In addition to planned downtime for major maintenance projects, we may experience periods of unplanned downtime. For example, in mid-June 2013, our facility experienced a stress fracture within one of our reactors, resulting in approximately ten days of unplanned downtime. We expect to be able to mitigate the financial and operational impact of future unplanned downtime through a targeted program of routine maintenance and diligent monitoring of our systems. Downtime, whether planned or unplanned, may result in lost sales and margin, increased capital and maintenance expenditures and working capital changes.

We are incurring additional general and administrative expenses as a publicly traded partnership. Since our IPO in May 2012, we have begun to incur additional general and administrative expenses as a consequence of being a publicly traded limited partnership, including costs associated with compliance under the Exchange Act, annual and quarterly reports to unitholders, tax return and Schedule K-1 preparation and distribution, investor relations, registrar and transfer agent fees, audit fees, incremental director and officer liability insurance costs and directors' compensation as well as the costs associated with a change in our accounting information systems and incremental expenses associated with the initial implementation of our Sarbanes-Oxley 404 evaluation of internal controls.

We may enter into different financing arrangements.

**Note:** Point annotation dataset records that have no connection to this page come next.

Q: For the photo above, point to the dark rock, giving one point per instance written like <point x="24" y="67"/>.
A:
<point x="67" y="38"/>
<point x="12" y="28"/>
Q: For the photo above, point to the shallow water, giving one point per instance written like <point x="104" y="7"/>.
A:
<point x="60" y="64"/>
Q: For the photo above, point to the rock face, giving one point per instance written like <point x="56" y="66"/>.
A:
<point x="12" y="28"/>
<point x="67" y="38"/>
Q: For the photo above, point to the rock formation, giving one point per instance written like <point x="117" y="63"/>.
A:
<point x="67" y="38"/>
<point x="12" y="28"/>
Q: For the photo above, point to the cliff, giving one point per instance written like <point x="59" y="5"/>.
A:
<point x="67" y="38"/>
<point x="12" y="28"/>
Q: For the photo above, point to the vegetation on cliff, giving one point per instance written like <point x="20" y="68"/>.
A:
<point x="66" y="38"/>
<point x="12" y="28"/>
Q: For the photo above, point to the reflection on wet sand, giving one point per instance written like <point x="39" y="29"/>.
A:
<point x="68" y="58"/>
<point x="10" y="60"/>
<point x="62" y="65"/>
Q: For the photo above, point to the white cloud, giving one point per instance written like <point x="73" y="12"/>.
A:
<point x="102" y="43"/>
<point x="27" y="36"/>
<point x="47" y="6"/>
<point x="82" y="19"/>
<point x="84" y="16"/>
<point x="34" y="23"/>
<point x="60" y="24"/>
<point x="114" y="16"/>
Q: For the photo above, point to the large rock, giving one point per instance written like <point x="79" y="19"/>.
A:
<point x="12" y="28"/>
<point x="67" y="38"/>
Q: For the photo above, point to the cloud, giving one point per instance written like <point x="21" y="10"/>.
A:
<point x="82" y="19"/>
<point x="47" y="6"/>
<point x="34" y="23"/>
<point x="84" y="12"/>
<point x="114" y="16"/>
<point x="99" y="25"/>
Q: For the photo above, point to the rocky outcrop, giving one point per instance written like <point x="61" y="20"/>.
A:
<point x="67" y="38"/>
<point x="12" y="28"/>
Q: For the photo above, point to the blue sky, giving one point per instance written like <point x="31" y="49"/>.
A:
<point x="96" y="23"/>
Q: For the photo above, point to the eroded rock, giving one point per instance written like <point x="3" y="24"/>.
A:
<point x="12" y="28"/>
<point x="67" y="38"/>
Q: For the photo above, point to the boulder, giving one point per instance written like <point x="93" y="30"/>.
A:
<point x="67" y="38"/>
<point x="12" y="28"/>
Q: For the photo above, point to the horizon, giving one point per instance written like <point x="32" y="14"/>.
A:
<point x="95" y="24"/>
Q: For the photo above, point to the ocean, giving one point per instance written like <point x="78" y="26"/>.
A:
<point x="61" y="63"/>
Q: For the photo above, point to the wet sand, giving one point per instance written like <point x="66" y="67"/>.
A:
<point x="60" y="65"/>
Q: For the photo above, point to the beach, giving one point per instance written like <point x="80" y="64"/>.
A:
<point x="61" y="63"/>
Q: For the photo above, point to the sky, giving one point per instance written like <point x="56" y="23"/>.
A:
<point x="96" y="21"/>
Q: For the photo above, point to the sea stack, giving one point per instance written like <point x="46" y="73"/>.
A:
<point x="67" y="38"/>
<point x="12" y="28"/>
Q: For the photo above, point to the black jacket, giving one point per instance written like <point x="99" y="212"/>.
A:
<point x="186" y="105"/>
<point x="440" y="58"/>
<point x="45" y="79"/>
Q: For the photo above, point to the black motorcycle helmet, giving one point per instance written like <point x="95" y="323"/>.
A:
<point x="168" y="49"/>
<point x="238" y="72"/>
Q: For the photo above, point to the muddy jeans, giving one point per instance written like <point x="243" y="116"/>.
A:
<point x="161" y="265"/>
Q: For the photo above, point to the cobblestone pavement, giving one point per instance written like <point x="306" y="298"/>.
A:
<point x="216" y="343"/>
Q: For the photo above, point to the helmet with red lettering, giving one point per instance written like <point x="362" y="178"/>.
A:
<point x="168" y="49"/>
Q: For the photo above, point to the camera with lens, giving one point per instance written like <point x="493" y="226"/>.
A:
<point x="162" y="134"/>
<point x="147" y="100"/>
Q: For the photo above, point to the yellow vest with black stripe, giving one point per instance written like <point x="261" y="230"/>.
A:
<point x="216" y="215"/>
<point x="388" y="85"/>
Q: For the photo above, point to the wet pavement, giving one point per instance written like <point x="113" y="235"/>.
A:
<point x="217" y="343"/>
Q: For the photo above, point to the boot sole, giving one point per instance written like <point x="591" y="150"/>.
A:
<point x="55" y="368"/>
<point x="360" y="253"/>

Our current financing arrangement may not be representative of the arrangements we will enter into in the future. For descriptions of our current financing arrangements, see "-Liquidity and Capital Resources."

Our historical results of operations reflect equity-based compensation expense that may not be indicative of future equity-based compensation expense. As of January 1, 2012, our employees became employees of our General Partner. Profits interest awards granted to non-employees were subject to periodic fair value adjustments as the awards vested. The changes in fair value were recognized in our statement of comprehensive income (loss) during the period the related services were rendered, resulting in greater volatility of our results of operations. The profits interest awards outstanding at the time of our IPO became fully vested as of the completion of our IPO, and we recorded equity-based compensation expense of $43.7million and $55.2 in the three and six months ended June 30, 2012. No additional expense related to these awards has been recorded after May 9, 2012, nor will any be recorded in the future. However, we have made and will continue to make future equity-based compensation awards pursuant to our long-term incentive plan.

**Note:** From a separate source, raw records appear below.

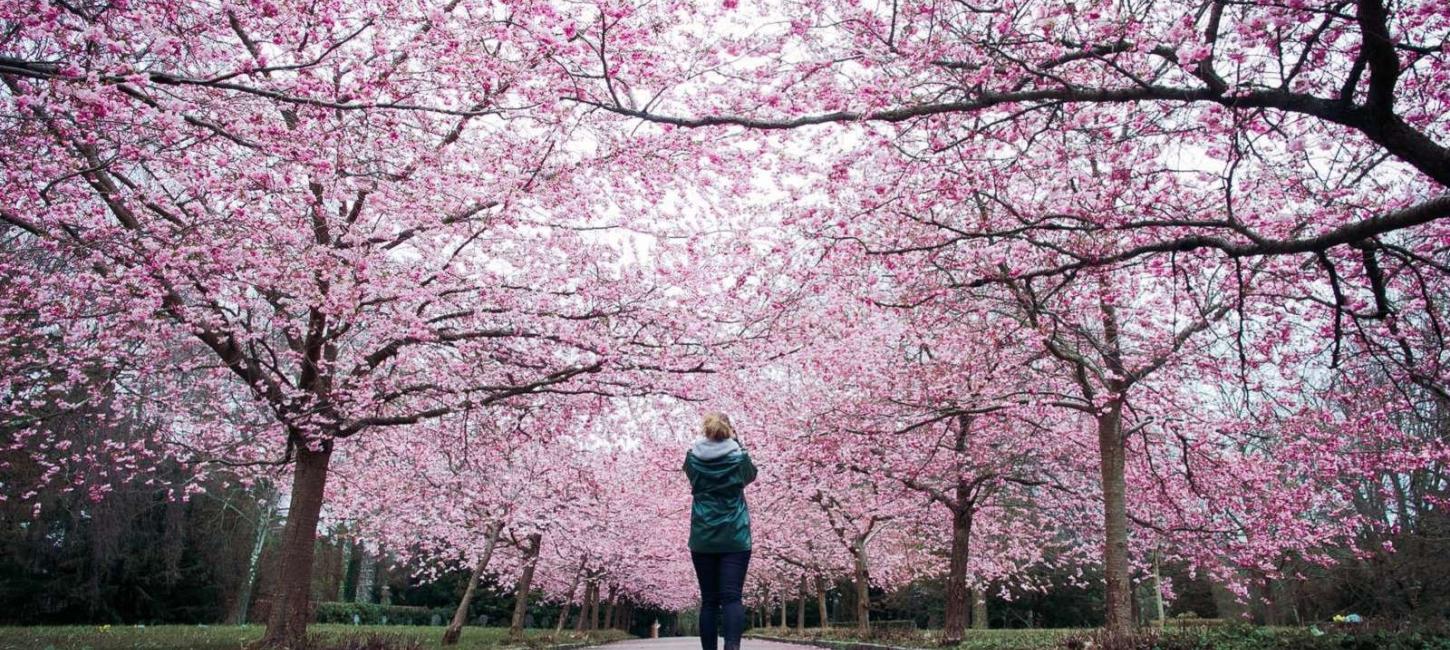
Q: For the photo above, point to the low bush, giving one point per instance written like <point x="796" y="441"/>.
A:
<point x="370" y="614"/>
<point x="1244" y="637"/>
<point x="370" y="642"/>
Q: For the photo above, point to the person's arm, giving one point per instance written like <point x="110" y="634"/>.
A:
<point x="747" y="467"/>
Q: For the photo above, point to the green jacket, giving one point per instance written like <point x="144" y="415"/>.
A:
<point x="719" y="521"/>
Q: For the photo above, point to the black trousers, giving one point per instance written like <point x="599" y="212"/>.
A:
<point x="722" y="579"/>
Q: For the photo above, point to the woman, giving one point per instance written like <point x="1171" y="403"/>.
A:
<point x="719" y="469"/>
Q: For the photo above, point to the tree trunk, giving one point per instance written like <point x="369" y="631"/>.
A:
<point x="801" y="605"/>
<point x="583" y="604"/>
<point x="461" y="614"/>
<point x="244" y="599"/>
<point x="367" y="570"/>
<point x="979" y="608"/>
<point x="1118" y="598"/>
<point x="593" y="604"/>
<point x="609" y="608"/>
<point x="521" y="591"/>
<point x="292" y="597"/>
<point x="863" y="589"/>
<point x="1157" y="591"/>
<point x="569" y="599"/>
<point x="957" y="605"/>
<point x="344" y="562"/>
<point x="822" y="613"/>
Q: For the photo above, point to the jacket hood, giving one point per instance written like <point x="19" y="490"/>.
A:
<point x="705" y="449"/>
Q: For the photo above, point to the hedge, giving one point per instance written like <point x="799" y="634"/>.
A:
<point x="371" y="614"/>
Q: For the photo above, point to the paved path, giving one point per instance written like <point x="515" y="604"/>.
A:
<point x="693" y="643"/>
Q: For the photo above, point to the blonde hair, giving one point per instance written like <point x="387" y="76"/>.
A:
<point x="718" y="427"/>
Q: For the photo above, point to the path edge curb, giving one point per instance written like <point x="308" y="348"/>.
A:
<point x="831" y="644"/>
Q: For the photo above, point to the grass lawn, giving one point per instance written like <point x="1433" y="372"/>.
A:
<point x="973" y="639"/>
<point x="232" y="637"/>
<point x="1218" y="637"/>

Our historical results of operations reflect losses on commodity derivative contracts that may not be indicative of future results of operations. Commencing October 2011 through March 2012, we entered into commodity derivative contracts (the "propane swaps") with settlement dates in 2012 and 2013. On April 19, 2013, we, PL Manufacturing and the counterparty to the propane swaps agreed to terminate the propane swaps remaining as of May 1, 2013. While the Partnership did not ultimately bear the cost of the propane swaps as a result of the omnibus agreement, it remained a party to the propane swaps, and was obligated to make payments to the propane swap counterparties as they came due and to post any collateral as required, under the terms of the propane swaps. As a result, we recorded the fair value of the propane swaps on our balance sheet with the related charge being reflected in our statement of comprehensive income (loss). Volatility in the propane and crude oil commodity markets significantly affected the fair value of our commodity derivative contracts which significantly affected the gains or losses on commodity derivative contracts recognized in our statements of comprehensive income
(loss). With the termination of the propane swaps, we will no longer incur such gains or losses in future periods. For the three and six months ended June 30, 2013, we generated gains on the propane swaps totaling $5.4 million and $1.7 million, respectively. We incurred losses on the propane swaps totaling $57.8 million and $142.6 million for the three and six months ended June 30, 2012.

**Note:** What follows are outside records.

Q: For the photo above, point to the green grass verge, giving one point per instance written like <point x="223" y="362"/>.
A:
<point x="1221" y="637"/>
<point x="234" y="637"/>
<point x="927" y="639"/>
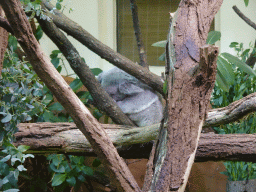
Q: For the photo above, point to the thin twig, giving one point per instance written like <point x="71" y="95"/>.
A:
<point x="242" y="16"/>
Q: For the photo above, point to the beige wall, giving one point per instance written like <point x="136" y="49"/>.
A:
<point x="98" y="17"/>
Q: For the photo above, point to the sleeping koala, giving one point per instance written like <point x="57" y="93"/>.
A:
<point x="137" y="100"/>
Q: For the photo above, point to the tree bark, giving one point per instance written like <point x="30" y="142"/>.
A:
<point x="105" y="52"/>
<point x="188" y="95"/>
<point x="137" y="31"/>
<point x="67" y="138"/>
<point x="119" y="174"/>
<point x="101" y="98"/>
<point x="3" y="42"/>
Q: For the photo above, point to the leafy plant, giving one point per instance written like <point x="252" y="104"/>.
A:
<point x="68" y="171"/>
<point x="241" y="85"/>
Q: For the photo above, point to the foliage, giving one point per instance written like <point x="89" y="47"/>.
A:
<point x="239" y="171"/>
<point x="24" y="98"/>
<point x="15" y="157"/>
<point x="241" y="85"/>
<point x="69" y="171"/>
<point x="21" y="93"/>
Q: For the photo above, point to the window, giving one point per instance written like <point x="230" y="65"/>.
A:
<point x="154" y="23"/>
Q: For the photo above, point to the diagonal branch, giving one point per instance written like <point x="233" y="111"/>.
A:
<point x="242" y="16"/>
<point x="137" y="31"/>
<point x="119" y="174"/>
<point x="101" y="99"/>
<point x="5" y="24"/>
<point x="105" y="52"/>
<point x="66" y="138"/>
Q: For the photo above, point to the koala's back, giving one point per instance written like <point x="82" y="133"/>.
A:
<point x="136" y="99"/>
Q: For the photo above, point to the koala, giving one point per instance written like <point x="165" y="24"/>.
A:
<point x="136" y="99"/>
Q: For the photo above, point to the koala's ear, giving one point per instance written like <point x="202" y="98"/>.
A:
<point x="129" y="88"/>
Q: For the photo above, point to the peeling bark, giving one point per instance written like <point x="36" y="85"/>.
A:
<point x="105" y="52"/>
<point x="3" y="42"/>
<point x="101" y="99"/>
<point x="188" y="95"/>
<point x="118" y="172"/>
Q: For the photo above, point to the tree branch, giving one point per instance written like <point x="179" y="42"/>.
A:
<point x="252" y="58"/>
<point x="119" y="174"/>
<point x="5" y="24"/>
<point x="105" y="52"/>
<point x="101" y="99"/>
<point x="242" y="16"/>
<point x="232" y="112"/>
<point x="136" y="26"/>
<point x="66" y="138"/>
<point x="3" y="41"/>
<point x="188" y="96"/>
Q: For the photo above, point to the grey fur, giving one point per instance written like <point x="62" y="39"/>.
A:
<point x="137" y="100"/>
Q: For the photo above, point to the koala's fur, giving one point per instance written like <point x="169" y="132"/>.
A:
<point x="137" y="100"/>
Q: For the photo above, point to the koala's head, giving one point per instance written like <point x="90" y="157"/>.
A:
<point x="119" y="84"/>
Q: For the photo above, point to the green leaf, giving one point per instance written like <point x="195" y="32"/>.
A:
<point x="76" y="84"/>
<point x="226" y="70"/>
<point x="221" y="81"/>
<point x="159" y="44"/>
<point x="71" y="181"/>
<point x="5" y="158"/>
<point x="165" y="87"/>
<point x="60" y="169"/>
<point x="56" y="107"/>
<point x="162" y="57"/>
<point x="39" y="33"/>
<point x="87" y="170"/>
<point x="23" y="148"/>
<point x="55" y="61"/>
<point x="13" y="42"/>
<point x="21" y="168"/>
<point x="96" y="71"/>
<point x="242" y="65"/>
<point x="58" y="179"/>
<point x="96" y="163"/>
<point x="11" y="190"/>
<point x="246" y="2"/>
<point x="7" y="118"/>
<point x="213" y="37"/>
<point x="58" y="6"/>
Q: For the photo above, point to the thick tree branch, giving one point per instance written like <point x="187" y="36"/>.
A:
<point x="101" y="99"/>
<point x="66" y="138"/>
<point x="137" y="31"/>
<point x="5" y="24"/>
<point x="3" y="41"/>
<point x="118" y="171"/>
<point x="188" y="95"/>
<point x="105" y="52"/>
<point x="232" y="112"/>
<point x="242" y="16"/>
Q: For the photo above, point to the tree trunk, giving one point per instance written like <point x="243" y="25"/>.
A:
<point x="188" y="95"/>
<point x="67" y="138"/>
<point x="118" y="172"/>
<point x="3" y="42"/>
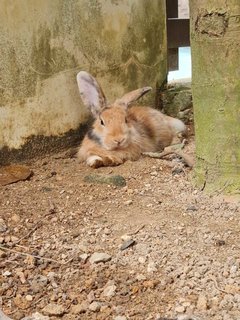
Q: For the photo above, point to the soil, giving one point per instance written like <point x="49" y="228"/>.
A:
<point x="183" y="255"/>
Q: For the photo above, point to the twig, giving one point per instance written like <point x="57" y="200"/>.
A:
<point x="31" y="255"/>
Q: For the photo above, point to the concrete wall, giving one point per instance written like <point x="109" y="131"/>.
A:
<point x="215" y="42"/>
<point x="43" y="44"/>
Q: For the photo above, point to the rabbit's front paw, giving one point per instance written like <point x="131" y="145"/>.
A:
<point x="95" y="161"/>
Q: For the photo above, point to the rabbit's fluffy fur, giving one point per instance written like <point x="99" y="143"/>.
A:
<point x="120" y="132"/>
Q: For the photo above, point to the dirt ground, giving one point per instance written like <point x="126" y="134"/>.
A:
<point x="183" y="255"/>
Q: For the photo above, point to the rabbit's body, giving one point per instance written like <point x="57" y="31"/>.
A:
<point x="120" y="133"/>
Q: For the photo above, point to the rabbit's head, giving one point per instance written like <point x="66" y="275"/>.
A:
<point x="111" y="127"/>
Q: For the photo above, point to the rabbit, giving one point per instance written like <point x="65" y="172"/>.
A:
<point x="120" y="132"/>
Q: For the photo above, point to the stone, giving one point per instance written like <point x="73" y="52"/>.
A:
<point x="151" y="267"/>
<point x="3" y="225"/>
<point x="84" y="257"/>
<point x="36" y="316"/>
<point x="97" y="257"/>
<point x="80" y="308"/>
<point x="120" y="318"/>
<point x="127" y="244"/>
<point x="2" y="254"/>
<point x="126" y="237"/>
<point x="53" y="309"/>
<point x="202" y="303"/>
<point x="109" y="291"/>
<point x="142" y="260"/>
<point x="180" y="309"/>
<point x="95" y="306"/>
<point x="115" y="180"/>
<point x="15" y="218"/>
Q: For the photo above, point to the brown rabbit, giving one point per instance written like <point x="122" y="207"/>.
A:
<point x="120" y="132"/>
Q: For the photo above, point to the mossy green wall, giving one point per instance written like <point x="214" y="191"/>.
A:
<point x="215" y="42"/>
<point x="43" y="44"/>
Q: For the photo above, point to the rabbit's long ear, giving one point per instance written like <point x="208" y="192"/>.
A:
<point x="91" y="93"/>
<point x="132" y="96"/>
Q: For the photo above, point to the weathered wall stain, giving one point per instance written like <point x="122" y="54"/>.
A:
<point x="212" y="23"/>
<point x="43" y="44"/>
<point x="216" y="93"/>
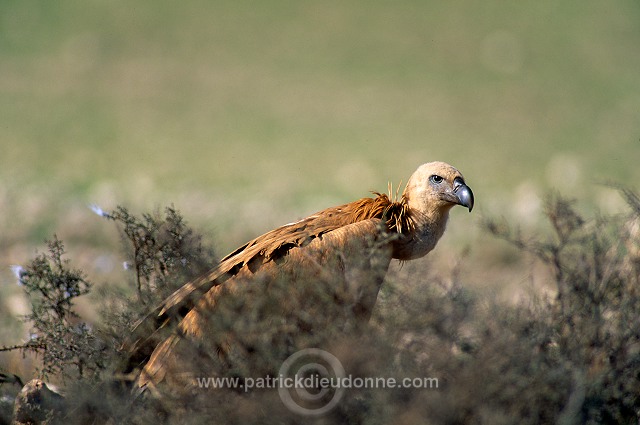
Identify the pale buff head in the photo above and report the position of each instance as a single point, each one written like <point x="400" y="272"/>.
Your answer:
<point x="435" y="187"/>
<point x="430" y="193"/>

During the quarter ended June 30, 2013, PL Manufacturing and the PL Manufacturing Members contributed approximately $22.1 million to the Partnership as reimbursement for realized losses on the propane swaps for the three months ended March 31, 2013. The contribution was funded through a reduction in the cash distribution paid to PL Manufacturing and the PL Manufacturing Members in May 2013. We paid a cancellation payment of $34.4 million in May 2013, of which $5.4 million was reimbursed through a reduction in the distribution paid to PL Manufacturing and the PL Manufacturing Members in May 2013 in accordance with the terms of the omnibus agreement. The remaining $29.0 million was settled with cash held as collateral by the propane swap counterparty and was immediately reimbursed by PL Manufacturing and the PL Manufacturing Members.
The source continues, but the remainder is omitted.